12.5. Notices. All notices, reports, invoices and other communications required or permitted hereunder to be given to or made upon any Party in writing, are considered as properly given if: (a) sent by an express courier delivery service which provides signed acknowledgments of receipt; or (b) deposited in the U.S. certified or registered first class mail, postage prepaid, return receipt requested. All notices are effective upon receipt.
12.6. Governing Law; Interpretation. This Agreement and the rights and obligations of the Parties under this Agreement shall be governed by, and construed and interpreted in accordance with, the laws of the State of Texas, excluding its rules of conflicts of law; provided, however, that during the Term, the Uniform Computer Information Transaction Act will not apply even if adopted as part of the laws of the State of Texas.
12.7. Severability. If any provision of this Agreement is found invalid or unenforceable pursuant to judicial decree or decision, the remainder of this Agreement shall remain valid and enforceable according to its terms.
12.8. Waiver. The waiver by either Party of a breach or a default of any provision of this Agreement shall not be construed as a waiver of any succeeding breach of the same or any other provision, nor shall any delay or omission on the part of either Party to exercise or avail itself of any right operate as a waiver of any right by such Party.
12.9. Relationship of the Parties.
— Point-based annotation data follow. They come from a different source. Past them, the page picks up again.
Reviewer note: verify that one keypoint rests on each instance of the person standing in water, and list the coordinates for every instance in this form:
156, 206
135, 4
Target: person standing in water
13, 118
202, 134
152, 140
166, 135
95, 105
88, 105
Nothing in this Agreement is intended or shall be construed to create or establish any agency, partnership or joint venture relationship between the Parties. The Parties expressly disclaim such relationship, agree that they are acting solely as independent contractors hereunder and agree that the Parties have no fiduciary duty to one another or any other special or implied duties that are not expressly stated herein.
12.10. Counterparts; Execution. This Agreement may be executed in any number of counterparts, each of which shall be an original, and such counterparts together shall constitute one and the same instrument. Execution may be effected by delivery of facsimiles of signature pages (and the Parties shall follow such delivery by prompt delivery of originals of such pages).
PLEASE PRINT A COPY OF THIS AGREEMENT FOR YOUR RECORDS.